Dalam beberapa sektor real, negara berperan langsung dalam meyediakan sarana dan prasarana yang dapat menunjang rakyat bisa bekerja. Kebijakan ekonomi yang diambil fokus untuk meningkatkan dan mengembangkan usaha di sektor real baik di bidang pertanian, kehutanan, kelautan, tambang, perdagangan dan industri.
Sektor-sektor yang merupakan kepemilikan umum seperti sektor tambang, kelautan, kehutanan wajib dikelola oleh negara, tidak boleh diserahkan kepada swasta baik lokal maupun asing. Dalam sektor industri negara akan mengembangkan industri alat-alat (industri penghasil mesin) sehingga akan mendorong tumbuhnya industri-industri lain. Peran aktif negara dalam pengelolaan sektor real tersebut bertujuan negara memberikan lapangan pekerjaan seluas-luasnya kepada rakyat.
Dalam Islam, tidak ada tempat bagi sektor non-real. Karena jelas keharamannya dan menyebabkan uang beredar hanya di antara orang kaya saja, serta tidak berhubungan dengan penyediaan lapangan kerja.

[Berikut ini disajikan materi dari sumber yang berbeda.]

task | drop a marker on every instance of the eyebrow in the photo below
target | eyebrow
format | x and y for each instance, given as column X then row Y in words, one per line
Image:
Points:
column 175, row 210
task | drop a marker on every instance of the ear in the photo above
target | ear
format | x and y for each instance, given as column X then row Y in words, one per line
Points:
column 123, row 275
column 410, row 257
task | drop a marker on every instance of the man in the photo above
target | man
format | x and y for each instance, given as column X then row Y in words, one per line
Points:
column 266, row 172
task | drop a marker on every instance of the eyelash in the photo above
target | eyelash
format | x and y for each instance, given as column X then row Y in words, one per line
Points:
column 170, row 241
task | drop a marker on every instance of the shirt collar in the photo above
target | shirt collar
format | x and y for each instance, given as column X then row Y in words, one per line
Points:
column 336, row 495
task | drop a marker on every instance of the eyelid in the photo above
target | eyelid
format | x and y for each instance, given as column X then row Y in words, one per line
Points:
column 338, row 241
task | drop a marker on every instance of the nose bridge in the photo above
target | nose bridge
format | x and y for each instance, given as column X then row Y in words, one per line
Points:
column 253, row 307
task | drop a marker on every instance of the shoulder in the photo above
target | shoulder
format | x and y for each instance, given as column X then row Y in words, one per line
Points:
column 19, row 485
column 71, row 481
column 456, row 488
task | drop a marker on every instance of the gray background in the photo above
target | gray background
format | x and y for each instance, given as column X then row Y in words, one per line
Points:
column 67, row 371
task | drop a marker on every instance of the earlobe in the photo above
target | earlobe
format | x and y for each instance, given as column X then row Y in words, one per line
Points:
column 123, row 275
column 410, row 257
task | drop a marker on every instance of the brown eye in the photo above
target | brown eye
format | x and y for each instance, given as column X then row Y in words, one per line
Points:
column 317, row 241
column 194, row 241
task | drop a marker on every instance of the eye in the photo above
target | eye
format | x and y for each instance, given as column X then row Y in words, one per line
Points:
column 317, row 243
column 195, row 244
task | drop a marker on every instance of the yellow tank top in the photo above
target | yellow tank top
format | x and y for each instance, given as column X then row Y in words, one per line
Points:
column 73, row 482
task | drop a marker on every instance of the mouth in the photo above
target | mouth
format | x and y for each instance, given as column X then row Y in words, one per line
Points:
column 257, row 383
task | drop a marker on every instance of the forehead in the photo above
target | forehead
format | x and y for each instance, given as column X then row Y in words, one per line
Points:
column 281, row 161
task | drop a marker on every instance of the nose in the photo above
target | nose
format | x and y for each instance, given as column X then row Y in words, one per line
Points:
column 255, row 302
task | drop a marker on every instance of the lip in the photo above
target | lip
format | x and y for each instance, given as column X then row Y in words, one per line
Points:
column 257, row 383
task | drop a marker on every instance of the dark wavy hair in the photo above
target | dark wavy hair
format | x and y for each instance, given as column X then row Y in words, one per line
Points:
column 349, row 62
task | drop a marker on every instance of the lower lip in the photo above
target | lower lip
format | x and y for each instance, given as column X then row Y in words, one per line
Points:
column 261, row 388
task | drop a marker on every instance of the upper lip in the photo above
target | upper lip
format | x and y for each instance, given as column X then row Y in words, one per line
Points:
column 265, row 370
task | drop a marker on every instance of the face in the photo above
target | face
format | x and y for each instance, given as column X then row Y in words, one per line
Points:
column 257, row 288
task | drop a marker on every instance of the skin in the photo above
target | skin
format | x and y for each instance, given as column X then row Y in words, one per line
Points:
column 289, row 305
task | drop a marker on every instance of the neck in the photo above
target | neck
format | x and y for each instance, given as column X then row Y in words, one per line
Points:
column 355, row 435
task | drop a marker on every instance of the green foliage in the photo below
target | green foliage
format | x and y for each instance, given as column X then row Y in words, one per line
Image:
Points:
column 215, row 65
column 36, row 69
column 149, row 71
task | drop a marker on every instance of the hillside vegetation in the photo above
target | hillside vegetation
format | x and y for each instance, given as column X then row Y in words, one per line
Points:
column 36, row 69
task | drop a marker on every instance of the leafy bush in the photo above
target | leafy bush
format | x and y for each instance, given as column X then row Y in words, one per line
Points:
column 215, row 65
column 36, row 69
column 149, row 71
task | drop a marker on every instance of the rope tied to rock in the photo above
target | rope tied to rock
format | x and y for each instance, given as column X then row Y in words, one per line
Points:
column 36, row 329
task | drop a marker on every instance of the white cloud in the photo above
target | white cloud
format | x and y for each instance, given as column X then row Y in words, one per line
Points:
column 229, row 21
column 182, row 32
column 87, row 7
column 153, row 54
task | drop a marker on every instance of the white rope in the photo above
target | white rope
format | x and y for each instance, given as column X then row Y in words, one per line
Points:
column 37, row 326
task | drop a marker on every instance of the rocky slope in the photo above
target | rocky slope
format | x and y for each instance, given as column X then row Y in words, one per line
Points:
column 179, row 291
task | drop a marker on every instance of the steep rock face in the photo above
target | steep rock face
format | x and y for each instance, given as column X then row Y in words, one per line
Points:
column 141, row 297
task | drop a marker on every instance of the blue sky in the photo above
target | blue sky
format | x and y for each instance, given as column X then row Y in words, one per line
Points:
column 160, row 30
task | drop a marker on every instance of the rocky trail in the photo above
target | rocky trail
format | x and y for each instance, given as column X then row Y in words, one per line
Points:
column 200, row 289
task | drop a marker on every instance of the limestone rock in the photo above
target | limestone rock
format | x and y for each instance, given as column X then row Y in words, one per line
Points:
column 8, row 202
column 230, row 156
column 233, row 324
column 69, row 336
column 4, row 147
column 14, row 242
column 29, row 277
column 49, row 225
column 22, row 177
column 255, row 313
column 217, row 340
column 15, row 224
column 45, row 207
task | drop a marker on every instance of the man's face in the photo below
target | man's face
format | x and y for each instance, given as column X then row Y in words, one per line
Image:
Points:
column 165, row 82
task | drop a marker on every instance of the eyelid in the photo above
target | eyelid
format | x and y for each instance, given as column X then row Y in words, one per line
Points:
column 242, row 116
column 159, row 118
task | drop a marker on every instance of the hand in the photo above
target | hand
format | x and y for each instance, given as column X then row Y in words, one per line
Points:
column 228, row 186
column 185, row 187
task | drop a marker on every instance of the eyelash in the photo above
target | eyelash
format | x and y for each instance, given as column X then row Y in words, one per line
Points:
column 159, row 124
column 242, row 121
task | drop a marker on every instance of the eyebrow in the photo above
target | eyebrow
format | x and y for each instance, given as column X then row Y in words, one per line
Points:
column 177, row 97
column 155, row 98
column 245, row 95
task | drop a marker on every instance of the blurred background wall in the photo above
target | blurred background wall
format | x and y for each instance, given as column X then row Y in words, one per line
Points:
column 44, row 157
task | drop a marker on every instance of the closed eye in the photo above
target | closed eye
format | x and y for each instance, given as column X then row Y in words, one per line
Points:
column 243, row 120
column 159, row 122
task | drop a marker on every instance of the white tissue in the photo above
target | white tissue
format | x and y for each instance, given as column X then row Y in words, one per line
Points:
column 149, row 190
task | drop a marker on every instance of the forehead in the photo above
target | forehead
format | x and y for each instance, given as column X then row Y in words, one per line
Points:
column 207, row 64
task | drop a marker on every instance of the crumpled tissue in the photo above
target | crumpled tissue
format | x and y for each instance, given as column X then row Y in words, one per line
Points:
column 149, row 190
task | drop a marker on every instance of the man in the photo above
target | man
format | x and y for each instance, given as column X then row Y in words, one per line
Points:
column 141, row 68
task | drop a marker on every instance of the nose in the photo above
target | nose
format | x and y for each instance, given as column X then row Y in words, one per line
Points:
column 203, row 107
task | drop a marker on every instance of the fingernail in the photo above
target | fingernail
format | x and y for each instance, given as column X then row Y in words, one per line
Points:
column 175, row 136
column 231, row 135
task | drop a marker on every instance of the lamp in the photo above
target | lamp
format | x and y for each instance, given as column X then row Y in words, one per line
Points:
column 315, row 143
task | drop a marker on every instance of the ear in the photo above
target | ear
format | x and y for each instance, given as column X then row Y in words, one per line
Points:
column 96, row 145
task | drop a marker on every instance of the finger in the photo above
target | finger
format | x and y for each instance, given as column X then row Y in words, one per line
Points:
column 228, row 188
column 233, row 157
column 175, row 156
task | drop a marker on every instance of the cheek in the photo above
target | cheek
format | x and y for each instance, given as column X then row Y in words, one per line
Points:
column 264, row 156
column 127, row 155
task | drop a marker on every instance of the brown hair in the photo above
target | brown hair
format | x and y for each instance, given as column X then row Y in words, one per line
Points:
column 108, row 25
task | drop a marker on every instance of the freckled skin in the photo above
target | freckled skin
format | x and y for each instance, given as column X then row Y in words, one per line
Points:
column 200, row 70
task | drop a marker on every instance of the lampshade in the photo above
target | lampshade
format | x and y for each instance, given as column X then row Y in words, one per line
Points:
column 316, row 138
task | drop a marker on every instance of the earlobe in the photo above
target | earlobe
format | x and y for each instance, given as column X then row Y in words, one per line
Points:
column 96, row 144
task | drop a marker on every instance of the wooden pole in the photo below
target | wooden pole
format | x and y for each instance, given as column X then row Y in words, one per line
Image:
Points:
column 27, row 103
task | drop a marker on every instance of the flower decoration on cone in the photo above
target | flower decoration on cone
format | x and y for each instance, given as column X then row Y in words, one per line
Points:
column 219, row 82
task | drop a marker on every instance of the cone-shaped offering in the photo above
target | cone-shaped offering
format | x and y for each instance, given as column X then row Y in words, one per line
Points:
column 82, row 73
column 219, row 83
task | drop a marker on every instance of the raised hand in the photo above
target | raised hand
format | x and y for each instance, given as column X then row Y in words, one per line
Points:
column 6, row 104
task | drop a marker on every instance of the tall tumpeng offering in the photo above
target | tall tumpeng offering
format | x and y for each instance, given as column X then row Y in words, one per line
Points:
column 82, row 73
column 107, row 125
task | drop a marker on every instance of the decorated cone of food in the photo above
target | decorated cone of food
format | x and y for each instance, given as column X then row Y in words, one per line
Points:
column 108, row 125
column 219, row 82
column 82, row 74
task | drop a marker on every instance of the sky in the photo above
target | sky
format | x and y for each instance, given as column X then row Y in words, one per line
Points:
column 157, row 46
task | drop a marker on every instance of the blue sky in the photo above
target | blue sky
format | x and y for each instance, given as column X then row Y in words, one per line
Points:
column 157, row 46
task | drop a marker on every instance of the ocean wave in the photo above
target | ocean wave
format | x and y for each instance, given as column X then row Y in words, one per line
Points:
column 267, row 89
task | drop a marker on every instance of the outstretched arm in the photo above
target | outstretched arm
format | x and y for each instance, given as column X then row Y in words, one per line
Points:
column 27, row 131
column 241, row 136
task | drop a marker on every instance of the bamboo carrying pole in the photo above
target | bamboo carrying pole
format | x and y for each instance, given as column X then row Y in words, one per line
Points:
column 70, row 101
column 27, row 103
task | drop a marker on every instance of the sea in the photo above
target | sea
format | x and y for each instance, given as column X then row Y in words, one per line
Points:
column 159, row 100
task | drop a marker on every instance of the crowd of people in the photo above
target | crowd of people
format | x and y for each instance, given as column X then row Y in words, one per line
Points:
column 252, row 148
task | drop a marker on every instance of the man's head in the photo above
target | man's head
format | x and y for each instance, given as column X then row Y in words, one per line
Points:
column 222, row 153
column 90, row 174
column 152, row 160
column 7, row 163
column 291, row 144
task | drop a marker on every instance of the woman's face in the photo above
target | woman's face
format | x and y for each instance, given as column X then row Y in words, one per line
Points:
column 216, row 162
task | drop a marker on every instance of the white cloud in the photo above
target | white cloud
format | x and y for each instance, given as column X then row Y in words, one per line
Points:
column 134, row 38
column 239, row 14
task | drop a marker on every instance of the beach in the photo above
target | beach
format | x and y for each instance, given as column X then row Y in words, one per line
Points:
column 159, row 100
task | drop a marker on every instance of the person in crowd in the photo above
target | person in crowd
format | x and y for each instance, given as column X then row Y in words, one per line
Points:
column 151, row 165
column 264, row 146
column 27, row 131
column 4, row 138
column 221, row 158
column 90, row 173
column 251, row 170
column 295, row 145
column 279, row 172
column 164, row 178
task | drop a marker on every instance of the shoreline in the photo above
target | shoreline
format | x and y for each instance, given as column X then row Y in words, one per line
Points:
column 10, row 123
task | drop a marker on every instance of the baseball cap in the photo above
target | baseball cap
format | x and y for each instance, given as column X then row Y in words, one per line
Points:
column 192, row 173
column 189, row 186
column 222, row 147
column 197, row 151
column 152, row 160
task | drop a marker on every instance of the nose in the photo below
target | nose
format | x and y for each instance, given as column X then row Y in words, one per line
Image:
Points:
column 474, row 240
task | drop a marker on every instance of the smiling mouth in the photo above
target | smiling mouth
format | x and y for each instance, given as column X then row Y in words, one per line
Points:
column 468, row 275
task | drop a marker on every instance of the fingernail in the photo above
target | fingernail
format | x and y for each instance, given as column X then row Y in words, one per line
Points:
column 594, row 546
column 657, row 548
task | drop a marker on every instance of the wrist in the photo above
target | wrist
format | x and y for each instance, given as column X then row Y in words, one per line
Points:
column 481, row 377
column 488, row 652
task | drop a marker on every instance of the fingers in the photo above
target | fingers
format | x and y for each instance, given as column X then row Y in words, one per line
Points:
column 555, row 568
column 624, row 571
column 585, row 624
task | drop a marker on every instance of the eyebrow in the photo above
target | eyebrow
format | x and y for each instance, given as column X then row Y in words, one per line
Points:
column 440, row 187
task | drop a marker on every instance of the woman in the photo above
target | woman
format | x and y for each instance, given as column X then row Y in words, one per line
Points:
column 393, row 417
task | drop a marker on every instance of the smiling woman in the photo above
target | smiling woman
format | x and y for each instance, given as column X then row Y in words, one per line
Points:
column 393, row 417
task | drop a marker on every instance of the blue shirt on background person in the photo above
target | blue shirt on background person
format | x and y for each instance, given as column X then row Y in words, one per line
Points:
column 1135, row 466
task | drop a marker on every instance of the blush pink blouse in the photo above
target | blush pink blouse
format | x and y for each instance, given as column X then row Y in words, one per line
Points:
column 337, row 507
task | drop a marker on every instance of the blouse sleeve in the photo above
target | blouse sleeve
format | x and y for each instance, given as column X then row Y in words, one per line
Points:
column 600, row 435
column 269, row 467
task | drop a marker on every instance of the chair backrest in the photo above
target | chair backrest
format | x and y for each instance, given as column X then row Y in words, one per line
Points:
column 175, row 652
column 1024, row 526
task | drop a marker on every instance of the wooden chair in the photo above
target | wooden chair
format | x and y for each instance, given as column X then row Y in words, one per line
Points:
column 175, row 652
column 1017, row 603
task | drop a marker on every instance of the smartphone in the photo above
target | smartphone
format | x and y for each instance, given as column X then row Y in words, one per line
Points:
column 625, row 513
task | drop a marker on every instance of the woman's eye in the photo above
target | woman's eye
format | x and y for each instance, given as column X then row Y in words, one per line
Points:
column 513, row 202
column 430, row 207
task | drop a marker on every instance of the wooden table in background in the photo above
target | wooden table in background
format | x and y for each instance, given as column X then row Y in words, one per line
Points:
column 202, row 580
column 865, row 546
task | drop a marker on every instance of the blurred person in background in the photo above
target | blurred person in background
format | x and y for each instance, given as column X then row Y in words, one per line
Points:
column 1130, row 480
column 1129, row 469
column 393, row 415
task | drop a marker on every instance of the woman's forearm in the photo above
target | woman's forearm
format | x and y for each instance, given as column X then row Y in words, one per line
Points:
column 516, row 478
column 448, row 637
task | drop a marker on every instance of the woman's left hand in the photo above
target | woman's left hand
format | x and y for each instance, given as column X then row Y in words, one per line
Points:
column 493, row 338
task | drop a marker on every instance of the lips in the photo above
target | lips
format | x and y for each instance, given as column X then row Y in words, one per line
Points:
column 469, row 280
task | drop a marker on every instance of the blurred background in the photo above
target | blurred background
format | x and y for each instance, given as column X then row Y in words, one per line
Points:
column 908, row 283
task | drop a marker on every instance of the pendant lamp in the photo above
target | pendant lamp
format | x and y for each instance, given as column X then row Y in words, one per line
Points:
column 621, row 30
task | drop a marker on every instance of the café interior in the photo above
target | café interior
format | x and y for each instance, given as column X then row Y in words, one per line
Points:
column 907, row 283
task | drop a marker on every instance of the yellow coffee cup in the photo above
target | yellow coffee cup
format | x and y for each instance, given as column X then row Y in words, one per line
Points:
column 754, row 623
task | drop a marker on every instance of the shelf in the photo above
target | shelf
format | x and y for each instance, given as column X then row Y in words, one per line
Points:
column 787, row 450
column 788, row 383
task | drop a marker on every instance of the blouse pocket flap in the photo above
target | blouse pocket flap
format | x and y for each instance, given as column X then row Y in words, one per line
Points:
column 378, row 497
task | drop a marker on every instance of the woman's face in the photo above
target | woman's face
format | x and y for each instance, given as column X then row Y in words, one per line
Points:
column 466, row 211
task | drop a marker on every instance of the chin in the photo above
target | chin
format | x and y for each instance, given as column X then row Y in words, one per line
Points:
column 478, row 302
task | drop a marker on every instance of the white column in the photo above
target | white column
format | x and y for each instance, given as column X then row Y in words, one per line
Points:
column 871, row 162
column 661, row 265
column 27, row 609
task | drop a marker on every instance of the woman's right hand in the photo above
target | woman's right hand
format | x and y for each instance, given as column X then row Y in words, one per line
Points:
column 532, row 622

Penentuan upah dalam Islam berdasarkan jasa kerja atau kegunaan atau manfaat tenaga kerja seseorang. Berbeda dengan pandangan Kapitalis dalam menentukan upah, mereka memberikan upah kepada seseorang pekerja dengan menyesuaikannya dengan biaya hidup dalam batas minimum. Berkurang atau bertambahnya upah tergantung pada beban hidupnya. Di dalam Islam profesionalisme kerja sangatlah dihargai sehingga upah seorang pekerja benar-benar didasari pada keahlian dan manfaat yang di berikan oleh si pekerja itu bukan dengan biaya hidupnya. Hal ini dapat memutus rantai masalah seperti yang terjadi di Provinsi Banten, di mana pun daerahnya upah pekerja didasarkan pada jasa kerja yang telah diberikan pekerja tersebut.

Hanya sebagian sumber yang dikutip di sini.